As a CFO, you’re constantly confronted with technology to improve business processes, enhance decision-making capabilities, and drive profitability. And, as holder of the company purse strings, you usually have two options:  

  1. Buy and implement new software and integrate it with your other systems.
  2. Build on the systems and applications you already have to deliver the same outcomes.

The financial benefits of improving how you leverage your data through new capabilities are clear, but the question of total operating cost arises with both.  

Every man and his dog may be keen to tell you that a new application is the solution (and at times, we may tell you that, too). But in the real world, and when every dollar counts, that’s not necessarily the right or best answer.

You may already have the data and applications needed to power a new solution, and you just need to bring them together to deliver the desired capabilities.

 

Is it viable to build?

Let’s talk about Service-Orientated Integration (SOI). This is where your business is viewed as a set of Services to be used together to achieve outcomes.

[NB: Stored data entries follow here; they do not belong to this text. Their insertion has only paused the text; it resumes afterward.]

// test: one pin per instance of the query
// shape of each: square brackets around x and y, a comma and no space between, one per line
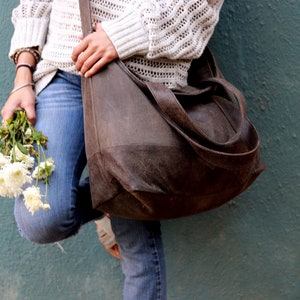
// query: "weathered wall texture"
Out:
[246,250]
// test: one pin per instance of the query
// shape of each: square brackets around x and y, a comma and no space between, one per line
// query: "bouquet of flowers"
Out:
[21,146]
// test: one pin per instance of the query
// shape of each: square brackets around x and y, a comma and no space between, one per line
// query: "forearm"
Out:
[178,30]
[30,20]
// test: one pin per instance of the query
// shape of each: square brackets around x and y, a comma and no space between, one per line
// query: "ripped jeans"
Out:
[60,117]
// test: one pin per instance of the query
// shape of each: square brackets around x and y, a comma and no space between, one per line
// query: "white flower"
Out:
[4,160]
[12,177]
[21,157]
[32,199]
[44,169]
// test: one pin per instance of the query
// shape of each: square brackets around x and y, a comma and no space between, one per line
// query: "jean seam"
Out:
[157,267]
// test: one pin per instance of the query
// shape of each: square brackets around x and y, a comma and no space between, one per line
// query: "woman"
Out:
[157,39]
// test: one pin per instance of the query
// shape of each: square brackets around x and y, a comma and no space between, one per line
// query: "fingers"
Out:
[19,102]
[94,52]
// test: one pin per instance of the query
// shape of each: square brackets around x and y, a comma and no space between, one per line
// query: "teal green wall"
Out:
[246,250]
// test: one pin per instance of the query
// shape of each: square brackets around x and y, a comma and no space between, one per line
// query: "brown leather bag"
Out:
[153,155]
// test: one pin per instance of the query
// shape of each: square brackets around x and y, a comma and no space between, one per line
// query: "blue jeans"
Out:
[60,117]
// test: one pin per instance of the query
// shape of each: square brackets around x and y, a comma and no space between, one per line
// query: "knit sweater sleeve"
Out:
[30,19]
[173,29]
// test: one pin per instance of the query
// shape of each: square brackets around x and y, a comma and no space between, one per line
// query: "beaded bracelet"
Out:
[30,67]
[36,53]
[20,87]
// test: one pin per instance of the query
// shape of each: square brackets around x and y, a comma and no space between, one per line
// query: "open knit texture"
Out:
[157,39]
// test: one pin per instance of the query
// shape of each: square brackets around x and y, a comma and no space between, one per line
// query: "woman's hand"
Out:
[94,52]
[21,99]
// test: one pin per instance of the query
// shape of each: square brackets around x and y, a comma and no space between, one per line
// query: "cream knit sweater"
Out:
[157,39]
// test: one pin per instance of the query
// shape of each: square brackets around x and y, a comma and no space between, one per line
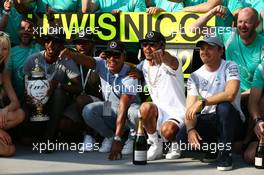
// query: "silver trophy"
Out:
[37,87]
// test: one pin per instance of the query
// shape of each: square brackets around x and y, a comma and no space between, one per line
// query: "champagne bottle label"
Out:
[140,155]
[258,161]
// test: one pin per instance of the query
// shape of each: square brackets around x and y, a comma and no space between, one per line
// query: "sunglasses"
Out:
[151,44]
[115,55]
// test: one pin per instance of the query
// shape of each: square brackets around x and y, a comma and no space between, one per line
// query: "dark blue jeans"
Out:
[224,126]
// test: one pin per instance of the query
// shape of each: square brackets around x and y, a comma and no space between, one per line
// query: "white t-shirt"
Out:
[166,88]
[205,84]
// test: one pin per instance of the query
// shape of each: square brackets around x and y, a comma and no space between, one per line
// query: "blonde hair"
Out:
[5,41]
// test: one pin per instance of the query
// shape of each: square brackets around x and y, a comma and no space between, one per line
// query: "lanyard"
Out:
[109,85]
[84,82]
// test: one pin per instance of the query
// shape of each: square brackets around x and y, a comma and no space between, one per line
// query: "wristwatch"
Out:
[117,138]
[203,102]
[258,119]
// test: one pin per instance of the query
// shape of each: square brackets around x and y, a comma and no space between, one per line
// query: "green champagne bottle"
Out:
[140,146]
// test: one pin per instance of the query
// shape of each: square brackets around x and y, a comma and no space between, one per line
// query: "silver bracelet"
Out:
[6,12]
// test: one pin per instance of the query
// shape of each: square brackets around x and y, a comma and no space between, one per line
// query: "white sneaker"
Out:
[128,147]
[155,150]
[106,145]
[88,143]
[174,152]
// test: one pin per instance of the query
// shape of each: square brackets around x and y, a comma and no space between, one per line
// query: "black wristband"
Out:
[190,130]
[258,119]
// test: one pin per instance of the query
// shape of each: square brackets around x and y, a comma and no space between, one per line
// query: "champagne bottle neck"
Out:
[261,141]
[140,127]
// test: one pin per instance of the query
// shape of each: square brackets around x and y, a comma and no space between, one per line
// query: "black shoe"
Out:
[225,162]
[210,157]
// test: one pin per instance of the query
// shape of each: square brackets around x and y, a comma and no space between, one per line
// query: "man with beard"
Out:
[63,76]
[19,54]
[244,46]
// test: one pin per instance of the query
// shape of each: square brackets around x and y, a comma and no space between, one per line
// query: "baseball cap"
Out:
[115,46]
[211,40]
[83,37]
[58,37]
[153,36]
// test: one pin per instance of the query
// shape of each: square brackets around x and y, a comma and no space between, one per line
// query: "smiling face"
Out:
[210,55]
[85,47]
[115,61]
[247,22]
[53,49]
[150,47]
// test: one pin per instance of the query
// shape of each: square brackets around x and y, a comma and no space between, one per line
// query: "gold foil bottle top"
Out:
[37,72]
[261,141]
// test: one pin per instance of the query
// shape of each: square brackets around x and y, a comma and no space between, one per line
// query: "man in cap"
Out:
[73,123]
[163,75]
[213,89]
[119,92]
[63,76]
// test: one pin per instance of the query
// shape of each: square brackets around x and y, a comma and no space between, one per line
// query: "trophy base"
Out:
[39,118]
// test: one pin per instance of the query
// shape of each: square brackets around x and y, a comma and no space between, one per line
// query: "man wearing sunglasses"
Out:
[119,92]
[64,80]
[165,115]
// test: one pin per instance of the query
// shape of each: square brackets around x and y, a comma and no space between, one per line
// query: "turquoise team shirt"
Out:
[167,5]
[59,5]
[15,66]
[123,5]
[246,56]
[13,25]
[256,4]
[258,80]
[193,2]
[232,5]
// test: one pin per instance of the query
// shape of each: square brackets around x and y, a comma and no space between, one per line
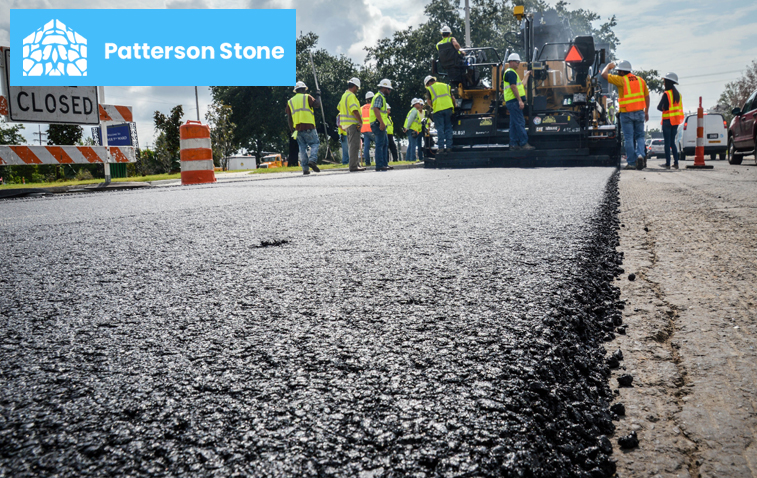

An example of this is bringing together two existing applications, each corresponding to a different business function (say, admin and retail sales), to deliver a self-service portal for your customers.

The financial value of self-service is obvious. You eliminate data entry costs, and by allowing customers to select services or products they need online, reduce the load on your 8-5, six-day-a-week contact centre. Plus, users can log in 24/7, which makes them happier still.

Done properly, you can provision new functionality and capabilities based on the Services you already have across your organisation. So, there’s no need to introduce cost and risk or incur the expense of more licensing by buying a new system. You’ve used what you already had and made it smarter.

 

The ‘L’ word and why it matters

We’ve mentioned Licensing in passing, but as it raises red flags for most CFOs, it deserves more than a quick nod. So, what do you need to know?

In short, most applications and systems have completely different licensing models (for example, user-based vs connector-based), and this matters when you integrate them.

If done incorrectly, you can end up paying more than is needed, and the ongoing cost of ownership is greater than expected - which is never a ‘win’ from a CFO's point of view.

This is why it’s not only important that your partner can advise you where integration is the better option, but can guarantee that their approach doesn’t rack up additional licensing costs that negate the savings you’re about to make.